Im Wortlaut von Lukrezia Jochimsen,

Als »Inhaber der Befehls- und Kommandogewalt«, kurz IBUK genannt, bleibt Verteidigungsminister Franz Josef Jung dabei: das Soldaten-Ehrenmal wird errichtet. Und zwar am von ihm vorgesehenen Standort und in der von ihm ausgewählten Form. Aller Kritik innerhalb und außerhalb des Parlaments zum Trotz. Irgendwann 2008 wird es sie geben, die Steinmauer am Bendlerblock, 41 Meter lang, zehn Meter hoch, acht Meter breit, in Bronze gehüllt, mit der Inschrift »Den Toten der Bundeswehr. Für Frieden, Recht und Freiheit«. Ist dieser Tatsache etwas entgegensetzen? Und was könnte dies sein?

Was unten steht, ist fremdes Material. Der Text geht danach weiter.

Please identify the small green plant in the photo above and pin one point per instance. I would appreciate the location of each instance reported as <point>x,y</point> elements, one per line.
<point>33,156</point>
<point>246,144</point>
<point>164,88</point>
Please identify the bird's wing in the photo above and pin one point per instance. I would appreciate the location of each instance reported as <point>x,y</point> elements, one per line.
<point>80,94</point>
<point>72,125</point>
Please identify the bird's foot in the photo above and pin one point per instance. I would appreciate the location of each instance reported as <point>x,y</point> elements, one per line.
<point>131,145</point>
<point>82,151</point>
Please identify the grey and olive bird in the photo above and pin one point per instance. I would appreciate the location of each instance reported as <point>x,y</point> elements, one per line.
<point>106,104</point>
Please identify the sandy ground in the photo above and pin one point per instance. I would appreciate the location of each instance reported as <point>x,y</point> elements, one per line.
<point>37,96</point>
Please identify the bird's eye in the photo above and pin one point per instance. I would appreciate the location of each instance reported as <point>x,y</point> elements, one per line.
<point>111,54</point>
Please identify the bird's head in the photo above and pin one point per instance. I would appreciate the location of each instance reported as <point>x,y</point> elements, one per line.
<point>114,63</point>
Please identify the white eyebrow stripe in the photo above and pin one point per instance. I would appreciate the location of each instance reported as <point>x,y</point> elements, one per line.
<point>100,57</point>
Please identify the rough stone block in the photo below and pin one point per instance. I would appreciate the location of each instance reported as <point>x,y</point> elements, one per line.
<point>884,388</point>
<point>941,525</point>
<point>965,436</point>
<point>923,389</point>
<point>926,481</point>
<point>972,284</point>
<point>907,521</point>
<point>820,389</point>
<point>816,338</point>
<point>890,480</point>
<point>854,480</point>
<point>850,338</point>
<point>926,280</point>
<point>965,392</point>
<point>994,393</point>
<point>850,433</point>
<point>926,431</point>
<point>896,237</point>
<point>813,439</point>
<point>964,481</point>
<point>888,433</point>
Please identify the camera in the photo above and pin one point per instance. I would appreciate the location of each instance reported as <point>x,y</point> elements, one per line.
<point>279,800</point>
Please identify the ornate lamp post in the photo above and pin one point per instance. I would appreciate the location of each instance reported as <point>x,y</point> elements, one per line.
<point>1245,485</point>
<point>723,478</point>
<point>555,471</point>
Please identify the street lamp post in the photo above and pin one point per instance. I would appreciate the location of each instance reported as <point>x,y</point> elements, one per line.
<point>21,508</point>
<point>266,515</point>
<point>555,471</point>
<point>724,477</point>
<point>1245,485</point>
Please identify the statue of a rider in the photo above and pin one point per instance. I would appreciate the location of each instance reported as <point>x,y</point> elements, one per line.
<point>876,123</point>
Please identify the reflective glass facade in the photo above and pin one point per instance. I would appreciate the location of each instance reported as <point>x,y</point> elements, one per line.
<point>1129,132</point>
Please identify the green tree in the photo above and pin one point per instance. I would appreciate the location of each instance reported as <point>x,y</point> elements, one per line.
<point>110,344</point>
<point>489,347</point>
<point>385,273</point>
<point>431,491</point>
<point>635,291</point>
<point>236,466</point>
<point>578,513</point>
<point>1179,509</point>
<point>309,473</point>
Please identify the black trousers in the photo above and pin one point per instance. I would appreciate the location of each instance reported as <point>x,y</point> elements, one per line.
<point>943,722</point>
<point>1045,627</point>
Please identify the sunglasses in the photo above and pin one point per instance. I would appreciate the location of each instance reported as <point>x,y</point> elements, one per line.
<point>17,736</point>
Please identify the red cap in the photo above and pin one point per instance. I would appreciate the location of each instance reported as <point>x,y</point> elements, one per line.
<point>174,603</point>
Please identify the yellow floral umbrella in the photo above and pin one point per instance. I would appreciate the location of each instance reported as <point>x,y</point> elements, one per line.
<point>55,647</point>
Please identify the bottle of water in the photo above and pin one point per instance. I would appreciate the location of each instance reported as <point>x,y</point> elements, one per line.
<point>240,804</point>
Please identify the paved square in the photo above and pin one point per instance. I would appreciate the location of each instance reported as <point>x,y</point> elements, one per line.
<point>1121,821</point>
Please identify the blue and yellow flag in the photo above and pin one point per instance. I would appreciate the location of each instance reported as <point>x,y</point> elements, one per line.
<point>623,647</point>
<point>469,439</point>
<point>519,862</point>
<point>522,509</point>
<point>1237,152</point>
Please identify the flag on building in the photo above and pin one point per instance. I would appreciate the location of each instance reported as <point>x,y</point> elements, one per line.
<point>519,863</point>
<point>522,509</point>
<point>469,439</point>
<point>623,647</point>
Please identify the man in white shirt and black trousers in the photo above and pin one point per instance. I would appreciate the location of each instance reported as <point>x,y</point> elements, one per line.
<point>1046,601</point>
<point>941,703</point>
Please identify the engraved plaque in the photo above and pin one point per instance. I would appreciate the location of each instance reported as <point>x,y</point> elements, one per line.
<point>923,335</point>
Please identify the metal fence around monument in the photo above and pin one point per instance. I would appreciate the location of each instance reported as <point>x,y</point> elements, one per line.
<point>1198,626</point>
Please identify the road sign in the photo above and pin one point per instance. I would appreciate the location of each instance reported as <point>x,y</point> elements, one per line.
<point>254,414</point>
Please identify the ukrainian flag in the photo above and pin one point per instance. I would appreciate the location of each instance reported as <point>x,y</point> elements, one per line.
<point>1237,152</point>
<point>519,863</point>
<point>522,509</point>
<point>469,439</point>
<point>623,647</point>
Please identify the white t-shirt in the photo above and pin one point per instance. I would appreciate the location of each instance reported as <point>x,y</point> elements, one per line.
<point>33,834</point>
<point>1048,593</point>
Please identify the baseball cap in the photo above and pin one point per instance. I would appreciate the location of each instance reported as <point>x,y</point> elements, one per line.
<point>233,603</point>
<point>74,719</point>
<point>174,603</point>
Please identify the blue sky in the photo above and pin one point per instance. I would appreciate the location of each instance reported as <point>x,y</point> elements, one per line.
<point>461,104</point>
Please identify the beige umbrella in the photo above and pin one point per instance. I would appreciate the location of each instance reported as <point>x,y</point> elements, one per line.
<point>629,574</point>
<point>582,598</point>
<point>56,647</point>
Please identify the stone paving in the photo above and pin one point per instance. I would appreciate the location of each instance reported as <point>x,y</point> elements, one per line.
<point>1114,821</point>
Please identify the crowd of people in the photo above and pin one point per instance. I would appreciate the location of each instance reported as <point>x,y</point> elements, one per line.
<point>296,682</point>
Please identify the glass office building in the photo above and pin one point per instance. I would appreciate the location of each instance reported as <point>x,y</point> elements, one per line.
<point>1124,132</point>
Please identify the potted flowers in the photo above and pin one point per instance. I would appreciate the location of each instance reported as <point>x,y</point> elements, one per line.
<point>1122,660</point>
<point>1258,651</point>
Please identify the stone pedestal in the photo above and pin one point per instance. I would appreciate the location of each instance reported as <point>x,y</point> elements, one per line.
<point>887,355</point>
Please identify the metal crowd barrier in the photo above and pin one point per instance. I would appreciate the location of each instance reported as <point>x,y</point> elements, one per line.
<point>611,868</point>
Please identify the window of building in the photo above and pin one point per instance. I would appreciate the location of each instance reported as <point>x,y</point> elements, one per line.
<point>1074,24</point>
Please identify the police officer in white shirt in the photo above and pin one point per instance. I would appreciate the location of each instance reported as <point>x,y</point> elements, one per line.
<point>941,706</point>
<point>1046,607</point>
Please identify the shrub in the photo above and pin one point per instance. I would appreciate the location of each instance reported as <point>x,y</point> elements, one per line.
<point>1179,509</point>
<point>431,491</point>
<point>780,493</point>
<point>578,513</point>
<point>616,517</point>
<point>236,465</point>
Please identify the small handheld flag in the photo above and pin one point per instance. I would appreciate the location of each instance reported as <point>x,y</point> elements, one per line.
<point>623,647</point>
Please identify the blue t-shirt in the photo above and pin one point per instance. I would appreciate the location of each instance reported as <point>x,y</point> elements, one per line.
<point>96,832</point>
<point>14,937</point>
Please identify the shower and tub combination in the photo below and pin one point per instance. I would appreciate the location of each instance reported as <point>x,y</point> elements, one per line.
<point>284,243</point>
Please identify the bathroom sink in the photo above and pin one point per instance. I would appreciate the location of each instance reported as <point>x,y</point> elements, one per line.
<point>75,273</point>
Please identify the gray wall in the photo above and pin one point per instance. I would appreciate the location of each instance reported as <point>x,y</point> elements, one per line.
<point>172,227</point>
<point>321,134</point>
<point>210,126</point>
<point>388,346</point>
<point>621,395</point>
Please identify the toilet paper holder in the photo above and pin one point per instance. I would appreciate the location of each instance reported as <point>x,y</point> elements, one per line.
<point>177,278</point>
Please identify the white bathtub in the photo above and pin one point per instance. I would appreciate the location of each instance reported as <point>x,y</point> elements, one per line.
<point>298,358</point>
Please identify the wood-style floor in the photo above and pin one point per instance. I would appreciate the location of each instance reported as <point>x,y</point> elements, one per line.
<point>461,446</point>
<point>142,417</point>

In der dritten Juniwoche hatte ich eine Schülergruppe aus Erfurt zu Besuch im Bundestag. Die Zeitungen berichteten über den Ehrenmal-Plan des Verteidigungsministers. Ich war mir nicht sicher, ob die Schülerinnen und Schüler über dieses Thema überhaupt diskutieren wollten, aber es meldeten sich fast alle zu Wort, Mädchen wie Jungen, und die Meinungen hätten unterschiedlicher kaum sein können. »Ein Gedenken sollte sein, mein Bruder ist in Afghanistan. Noch wichtiger ist aber, dass man die Truppe besser ausrüstet. Das Geld sollte dort ausgegeben werden und nicht für ein Denkmal.« - »Ein klotziges Ehrenmal sollte es auf keinen Fall sein, aber eine schmale Erinnerungsstätte hier vorm Parlament, das wäre in Ordnung.« - »Ich bin gegen ein Denkmal, aber für ein riesengroßes Blumenbeet am Reichstag. Die Blumen sollten uns erinnern, an Leben und Tod.« Das waren die Stimmen pro Denkmal.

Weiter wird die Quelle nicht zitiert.